Les attaques suivantes ne sont pas moins graves.

Les moines sont si cupides, si pleins d’orgueil et de mauvais désirs, qu’ils connaissent cent fois plus de ruses que voleurs et malfaiteurs ; s’ils peuvent causer avec vous de vos secrets vous ne pourrez pas plus vous en défaire que s’ils étaient vos frères.

Voilà comment ils bâtissent leurs maisons et créent leurs beaux vergers ; mais ce ne sont pas leurs sermons qui convertiront Turcs ou Persans, car ils ont trop peur de passer la mer et d’y mourir ; ils aiment mieux bâtir ici que se battre là-bas (en Terre Sainte).

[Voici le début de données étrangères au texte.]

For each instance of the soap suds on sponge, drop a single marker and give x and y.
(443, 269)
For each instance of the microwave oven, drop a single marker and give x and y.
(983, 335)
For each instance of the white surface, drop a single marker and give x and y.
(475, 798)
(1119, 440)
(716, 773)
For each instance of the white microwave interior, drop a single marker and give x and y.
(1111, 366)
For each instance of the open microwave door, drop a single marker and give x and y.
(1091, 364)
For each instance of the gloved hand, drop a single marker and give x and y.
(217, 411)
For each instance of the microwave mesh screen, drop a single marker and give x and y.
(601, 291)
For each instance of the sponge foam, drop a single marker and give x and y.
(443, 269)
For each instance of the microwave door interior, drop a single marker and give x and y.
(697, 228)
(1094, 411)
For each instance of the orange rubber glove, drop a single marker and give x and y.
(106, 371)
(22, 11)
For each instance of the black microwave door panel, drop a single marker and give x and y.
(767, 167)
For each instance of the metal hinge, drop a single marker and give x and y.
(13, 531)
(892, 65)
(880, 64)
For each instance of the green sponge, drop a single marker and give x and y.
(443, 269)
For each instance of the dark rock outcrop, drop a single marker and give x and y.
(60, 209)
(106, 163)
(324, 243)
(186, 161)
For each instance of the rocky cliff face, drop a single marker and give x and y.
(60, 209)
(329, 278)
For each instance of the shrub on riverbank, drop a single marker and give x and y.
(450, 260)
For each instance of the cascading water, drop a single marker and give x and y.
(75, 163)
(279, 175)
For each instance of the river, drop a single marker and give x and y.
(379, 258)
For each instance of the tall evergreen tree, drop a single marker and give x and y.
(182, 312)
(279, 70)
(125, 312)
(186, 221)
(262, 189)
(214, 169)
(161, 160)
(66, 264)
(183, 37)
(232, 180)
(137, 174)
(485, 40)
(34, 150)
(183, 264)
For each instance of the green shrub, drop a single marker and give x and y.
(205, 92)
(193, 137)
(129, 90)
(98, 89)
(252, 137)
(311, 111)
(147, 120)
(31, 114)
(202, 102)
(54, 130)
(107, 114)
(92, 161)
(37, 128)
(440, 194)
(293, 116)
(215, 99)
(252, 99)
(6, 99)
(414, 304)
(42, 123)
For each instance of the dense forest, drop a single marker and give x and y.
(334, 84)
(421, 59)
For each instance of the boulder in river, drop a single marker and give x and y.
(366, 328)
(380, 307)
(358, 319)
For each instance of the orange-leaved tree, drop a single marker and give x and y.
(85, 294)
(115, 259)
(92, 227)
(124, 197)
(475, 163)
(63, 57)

Pour de l’argent vous obtiendrez d’eux votre pardon, quelque mal que vous ayez fait ; pour de l’argent ils sont tellement ingénieux qu’ils donnent la sépulture aux usuriers ; mais ils ne visitent, ni n’accueillent ni n’ensevelissent le pauvre.

Ils ne font que quêter toute l’année ; puis ils s’achètent de bons poissons, beau pain blanc, bons vins savoureux, bons vêtements chauds contre le froid ; plût à Dieu que je fusse de tel ordre, si je pouvais être sauvé[1] !

Et voici enfin contre les ordres religieux un dernier trait plus violent que les autres.

Les vautours ne sentent pas plus vite la chair puante que les clercs et les frères Prêcheurs ne sentent où est la

  1. Ibid., no 1228.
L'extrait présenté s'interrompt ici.